Planning. Any step where the agent has to decide what to do next out of more than five options. Multi-step orchestration, choosing which sub-agent to call, decomposing an ambiguous request. This is where the smartest model earns its money. Opus, sparingly. Latency budget is bigger here (eight seconds is fine, no one expects an instant answer when they've asked for something complicated) but cost matters because each call is multiplying through the rest of the chain.

That's not a clean three-tier framework. The boundary is fuzzier than that in practice. Sometimes the main job is so simple Haiku is enough. Sometimes the planning step is so constrained you don't need Opus.

But the question I ask myself before writing any new agent now is: which of those three jobs is this, and why am I picking the model I'm picking.

#When to switch tiers

The thing I got wrong for a long time was treating model selection as a one-time decision. It isn't. It's a knob.

I had a classifier on Envoy that decided whether an inbound WhatsApp message was a new order, an existing-order update, or a general question. I wrote it on Sonnet, because I'd written everything else on Sonnet and it was easy. The classifier worked fine. Took about a second and a half per call. Cost more than I'd like.

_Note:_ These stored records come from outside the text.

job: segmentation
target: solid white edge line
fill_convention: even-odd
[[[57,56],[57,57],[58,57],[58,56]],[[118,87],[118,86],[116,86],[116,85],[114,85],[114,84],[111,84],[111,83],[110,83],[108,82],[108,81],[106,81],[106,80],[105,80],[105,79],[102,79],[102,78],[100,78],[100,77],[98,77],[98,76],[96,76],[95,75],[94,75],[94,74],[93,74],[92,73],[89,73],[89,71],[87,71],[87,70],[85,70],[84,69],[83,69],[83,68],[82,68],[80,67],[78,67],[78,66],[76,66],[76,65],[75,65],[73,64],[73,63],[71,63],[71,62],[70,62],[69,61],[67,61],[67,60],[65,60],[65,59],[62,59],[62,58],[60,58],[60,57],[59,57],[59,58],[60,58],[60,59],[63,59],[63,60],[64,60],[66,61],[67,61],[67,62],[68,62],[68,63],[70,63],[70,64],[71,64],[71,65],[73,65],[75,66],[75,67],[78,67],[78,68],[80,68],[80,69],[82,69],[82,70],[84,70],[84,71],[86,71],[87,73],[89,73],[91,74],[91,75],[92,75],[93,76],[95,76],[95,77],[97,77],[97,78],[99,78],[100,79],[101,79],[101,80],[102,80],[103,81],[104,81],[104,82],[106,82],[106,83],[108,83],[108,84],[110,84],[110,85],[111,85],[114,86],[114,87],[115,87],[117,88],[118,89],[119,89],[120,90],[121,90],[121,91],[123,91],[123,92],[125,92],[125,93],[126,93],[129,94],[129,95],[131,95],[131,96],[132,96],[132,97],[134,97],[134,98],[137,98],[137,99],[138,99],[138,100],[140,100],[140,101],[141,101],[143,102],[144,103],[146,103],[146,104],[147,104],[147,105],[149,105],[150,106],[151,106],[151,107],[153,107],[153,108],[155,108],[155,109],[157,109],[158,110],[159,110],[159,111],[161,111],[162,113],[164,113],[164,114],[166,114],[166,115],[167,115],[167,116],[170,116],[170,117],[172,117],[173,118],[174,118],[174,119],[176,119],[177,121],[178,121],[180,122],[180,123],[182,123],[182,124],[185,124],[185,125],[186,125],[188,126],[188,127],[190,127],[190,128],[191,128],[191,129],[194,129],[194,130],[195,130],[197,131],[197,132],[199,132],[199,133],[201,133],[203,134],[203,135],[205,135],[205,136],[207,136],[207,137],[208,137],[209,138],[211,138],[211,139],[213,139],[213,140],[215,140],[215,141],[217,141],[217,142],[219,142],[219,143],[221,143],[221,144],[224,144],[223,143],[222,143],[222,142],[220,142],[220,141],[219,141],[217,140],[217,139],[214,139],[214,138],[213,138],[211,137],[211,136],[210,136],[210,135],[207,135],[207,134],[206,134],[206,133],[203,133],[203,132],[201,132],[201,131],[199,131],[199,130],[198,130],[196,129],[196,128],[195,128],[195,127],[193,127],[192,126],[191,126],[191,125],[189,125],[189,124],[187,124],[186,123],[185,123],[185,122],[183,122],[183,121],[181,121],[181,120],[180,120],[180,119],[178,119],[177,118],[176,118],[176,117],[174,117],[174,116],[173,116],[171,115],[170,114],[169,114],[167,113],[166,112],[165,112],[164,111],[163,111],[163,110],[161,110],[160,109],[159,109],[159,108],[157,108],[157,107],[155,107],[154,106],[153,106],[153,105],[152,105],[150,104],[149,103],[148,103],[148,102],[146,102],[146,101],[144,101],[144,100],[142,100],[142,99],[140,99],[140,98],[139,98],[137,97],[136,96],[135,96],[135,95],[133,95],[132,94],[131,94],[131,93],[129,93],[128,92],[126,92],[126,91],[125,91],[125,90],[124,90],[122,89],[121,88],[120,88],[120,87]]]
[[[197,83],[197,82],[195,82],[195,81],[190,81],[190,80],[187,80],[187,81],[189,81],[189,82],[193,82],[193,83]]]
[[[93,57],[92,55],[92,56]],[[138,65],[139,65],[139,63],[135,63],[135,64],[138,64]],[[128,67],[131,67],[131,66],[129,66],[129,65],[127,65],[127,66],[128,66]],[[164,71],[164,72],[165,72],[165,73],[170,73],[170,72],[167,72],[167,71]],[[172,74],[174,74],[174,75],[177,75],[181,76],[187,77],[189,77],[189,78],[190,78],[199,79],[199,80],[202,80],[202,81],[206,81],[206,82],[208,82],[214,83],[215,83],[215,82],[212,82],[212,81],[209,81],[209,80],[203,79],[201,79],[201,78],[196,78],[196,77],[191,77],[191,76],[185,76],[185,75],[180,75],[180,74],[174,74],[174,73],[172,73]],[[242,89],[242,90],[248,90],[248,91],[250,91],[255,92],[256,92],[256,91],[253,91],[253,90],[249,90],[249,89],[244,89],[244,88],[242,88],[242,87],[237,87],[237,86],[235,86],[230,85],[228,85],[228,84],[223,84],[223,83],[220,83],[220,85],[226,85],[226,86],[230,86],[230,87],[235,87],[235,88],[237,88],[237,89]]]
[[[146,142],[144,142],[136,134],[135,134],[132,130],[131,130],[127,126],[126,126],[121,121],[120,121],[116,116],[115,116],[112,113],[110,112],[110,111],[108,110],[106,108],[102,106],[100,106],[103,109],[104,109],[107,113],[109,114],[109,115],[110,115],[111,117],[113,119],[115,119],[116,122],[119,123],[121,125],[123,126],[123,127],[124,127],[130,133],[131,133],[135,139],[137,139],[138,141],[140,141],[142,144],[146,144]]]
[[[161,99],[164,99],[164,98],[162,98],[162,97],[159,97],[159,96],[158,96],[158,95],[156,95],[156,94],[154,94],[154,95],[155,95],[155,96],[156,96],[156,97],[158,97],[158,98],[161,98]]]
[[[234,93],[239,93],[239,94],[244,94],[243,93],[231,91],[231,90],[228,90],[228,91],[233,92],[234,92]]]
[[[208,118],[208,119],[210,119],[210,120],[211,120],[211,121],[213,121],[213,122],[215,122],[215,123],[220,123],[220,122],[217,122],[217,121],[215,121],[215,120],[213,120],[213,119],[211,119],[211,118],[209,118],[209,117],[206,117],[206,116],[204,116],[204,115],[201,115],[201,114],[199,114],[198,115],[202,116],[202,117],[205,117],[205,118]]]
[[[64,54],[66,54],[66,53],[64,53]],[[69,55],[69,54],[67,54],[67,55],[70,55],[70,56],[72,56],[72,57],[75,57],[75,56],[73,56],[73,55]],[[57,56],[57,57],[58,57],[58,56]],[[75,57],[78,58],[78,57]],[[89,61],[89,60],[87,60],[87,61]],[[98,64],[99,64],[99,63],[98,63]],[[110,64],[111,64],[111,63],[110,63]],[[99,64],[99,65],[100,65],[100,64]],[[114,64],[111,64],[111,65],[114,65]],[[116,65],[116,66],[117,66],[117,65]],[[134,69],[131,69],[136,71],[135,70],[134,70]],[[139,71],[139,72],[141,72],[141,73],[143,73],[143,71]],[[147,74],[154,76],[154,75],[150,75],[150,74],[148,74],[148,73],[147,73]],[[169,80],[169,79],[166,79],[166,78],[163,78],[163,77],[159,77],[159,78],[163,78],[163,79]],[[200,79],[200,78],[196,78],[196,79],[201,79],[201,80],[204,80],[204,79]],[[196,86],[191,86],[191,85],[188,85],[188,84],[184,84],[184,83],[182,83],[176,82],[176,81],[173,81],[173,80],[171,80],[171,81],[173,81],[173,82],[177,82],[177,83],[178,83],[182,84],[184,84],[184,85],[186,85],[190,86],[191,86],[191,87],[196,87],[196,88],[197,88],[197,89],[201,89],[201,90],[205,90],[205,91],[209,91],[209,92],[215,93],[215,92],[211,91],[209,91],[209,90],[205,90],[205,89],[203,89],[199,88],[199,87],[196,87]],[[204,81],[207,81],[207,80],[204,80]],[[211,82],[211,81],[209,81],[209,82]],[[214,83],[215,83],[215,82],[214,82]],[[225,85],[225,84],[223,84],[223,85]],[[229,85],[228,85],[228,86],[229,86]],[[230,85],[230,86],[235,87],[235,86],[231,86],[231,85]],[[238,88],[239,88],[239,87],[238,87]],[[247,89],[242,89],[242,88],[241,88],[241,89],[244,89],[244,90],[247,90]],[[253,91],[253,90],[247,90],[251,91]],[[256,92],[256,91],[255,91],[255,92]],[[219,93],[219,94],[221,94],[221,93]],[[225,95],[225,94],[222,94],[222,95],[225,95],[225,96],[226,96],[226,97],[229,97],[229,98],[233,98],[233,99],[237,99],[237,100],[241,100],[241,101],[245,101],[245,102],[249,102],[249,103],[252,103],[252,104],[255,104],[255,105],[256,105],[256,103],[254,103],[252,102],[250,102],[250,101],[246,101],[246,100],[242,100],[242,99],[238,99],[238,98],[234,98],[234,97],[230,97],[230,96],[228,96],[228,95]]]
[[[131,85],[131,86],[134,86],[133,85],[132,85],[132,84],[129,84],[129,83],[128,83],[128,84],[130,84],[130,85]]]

When I rewrote it on Haiku I had to tighten the prompt: drop the reasoning chain-of-thought, give it more concrete examples, list the categories explicitly with one-sentence rules. The new version returns in a few hundred milliseconds and costs about a fifth as much. The accuracy on a hand-labelled eval set was the same.

The other direction also matters. We had a tool-selection step in the cake-intake agent that was on Sonnet and kept choosing the wrong tool when the customer's message was ambiguous. (Sonnet would gamble. The product needed it to either pick the right tool or hand off to a human.) I tried Opus on that one step. The wrong-tool rate dropped sharply. I left it there. The step runs once per conversation, not once per message, so the cost is bounded.

The mental move is the same in both cases. Pick the cheapest model that does the job. Promote it when accuracy isn't enough. Demote it when accuracy is fine and the cost is hurting.

#What I think most teams get wrong

Two things, mostly.

The first is treating model selection as an engineering decision. It isn't. It's a product decision wearing engineering clothes. Whether your support agent feels instant or sluggish, whether your platform's per-conversation cost lets you sustain free tiers, whether your pricing model survives a 10x volume month. Those are PM questions. They should not be delegated to whichever engineer wrote the agent first and picked Sonnet because it was the default.

The second is not measuring it. Most teams running AI features today couldn't tell you their cost per resolved conversation, their p95 latency per agent step, or which model is doing which job. The money disappears into the API line item on the bill. The latency disappears into "yeah it feels fast enough." That's how you wake up at a few hundred dollars over budget without doing anything different.

I track both now. WIMAUT does the cost side. There's a separate eval harness that times steps per agent per model. It isn't pretty. It's enough to make the decision the next time the question comes up.

#The actual hot take

The smartest model is rarely the right one.

Most of the time you're picking it because you haven't done the work to find out which of the three jobs you're doing, and what the cheapest model that does that job actually is. Doing that work is unglamorous. It looks like writing 100-row eval sets and timing things. It looks like rewriting a prompt for a smaller model and arguing with yourself about whether the accuracy difference matters.

But it's the most leveraged work I've done on agent products this year. A 5x cost reduction on a hot path is more valuable than a feature. Latency dropping below the threshold where users notice changes whether the product feels real.

Cost is a product feature. So is latency. So is the model you picked. Treat them like product features and the rest follows.